For the past few weeks, I’ve been using Cursor AI to help me build a mobile-first app with a brand new stack. I went in optimistic, ready to lean into the vibe coding workflow I’ve been exploring in this series.
In practice, it hasn’t felt magical. Not yet.
To be fair, I’ve thrown a lot at Cursor. I’m working with React Native, Expo, Supabase, and GraphQL—all technologies that are new to me (well, GraphQL not so much). So I expected a learning curve. But I didn’t expect to feel like I was constantly fighting the assistant meant to help me.
Every little thing I try to implement turns into a negotiation. Sometimes the AI nails it. But more often, it veers off course. For example, I’ve had to repeatedly remind Cursor that this is a mobile app—on multiple occasions, it generated web-only code. When I asked it to refactor utility functions into a new module, it moved the code but forgot to update all the references. These aren’t rare slip-ups. They’re part of my daily workflow.
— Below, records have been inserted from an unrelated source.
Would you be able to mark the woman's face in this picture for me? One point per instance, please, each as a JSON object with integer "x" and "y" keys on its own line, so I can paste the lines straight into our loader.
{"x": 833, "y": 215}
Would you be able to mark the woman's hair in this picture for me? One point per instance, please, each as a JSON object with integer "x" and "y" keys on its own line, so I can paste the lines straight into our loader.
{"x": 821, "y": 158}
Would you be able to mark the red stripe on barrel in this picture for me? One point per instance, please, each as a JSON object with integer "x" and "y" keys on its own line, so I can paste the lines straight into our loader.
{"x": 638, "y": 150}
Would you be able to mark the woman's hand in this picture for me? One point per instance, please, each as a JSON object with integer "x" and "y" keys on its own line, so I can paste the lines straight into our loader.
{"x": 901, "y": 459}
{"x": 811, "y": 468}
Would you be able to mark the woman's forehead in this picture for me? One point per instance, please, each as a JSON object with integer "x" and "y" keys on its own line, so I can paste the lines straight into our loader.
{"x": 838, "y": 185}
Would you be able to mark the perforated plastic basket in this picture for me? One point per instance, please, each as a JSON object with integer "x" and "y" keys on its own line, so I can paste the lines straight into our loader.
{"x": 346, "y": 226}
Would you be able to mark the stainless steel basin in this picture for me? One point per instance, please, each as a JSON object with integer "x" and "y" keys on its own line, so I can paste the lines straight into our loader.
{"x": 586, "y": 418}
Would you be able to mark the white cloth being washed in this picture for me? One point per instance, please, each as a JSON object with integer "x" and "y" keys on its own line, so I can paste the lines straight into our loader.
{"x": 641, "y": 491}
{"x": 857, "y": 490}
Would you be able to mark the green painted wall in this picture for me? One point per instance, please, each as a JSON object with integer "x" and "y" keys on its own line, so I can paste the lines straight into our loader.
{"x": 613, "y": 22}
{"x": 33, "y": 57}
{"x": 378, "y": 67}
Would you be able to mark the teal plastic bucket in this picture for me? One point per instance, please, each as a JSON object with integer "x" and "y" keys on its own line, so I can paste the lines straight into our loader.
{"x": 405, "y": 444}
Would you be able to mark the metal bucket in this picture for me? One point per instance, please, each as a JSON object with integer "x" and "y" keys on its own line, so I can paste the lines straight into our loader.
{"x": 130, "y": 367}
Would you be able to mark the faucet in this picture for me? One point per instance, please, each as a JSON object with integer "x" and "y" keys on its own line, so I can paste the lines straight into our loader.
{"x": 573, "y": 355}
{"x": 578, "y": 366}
I'm using "Auto" for the model, so I can’t tell if I’m hitting the limits of the model, not being precise enough in my prompts, or just not giving the right context. And maybe that’s the real issue: vibe coding seems to require a certain prompting fluency that I haven’t yet mastered.
That’s not to say the approach is flawed. In fact, I’ve seen others get fantastic results with it—much better than what I’m managing. When it works, it really does feel like the future: scaffolding components, wiring up queries, producing clean type definitions. But the inconsistency has left me wondering whether I’m getting in my own way.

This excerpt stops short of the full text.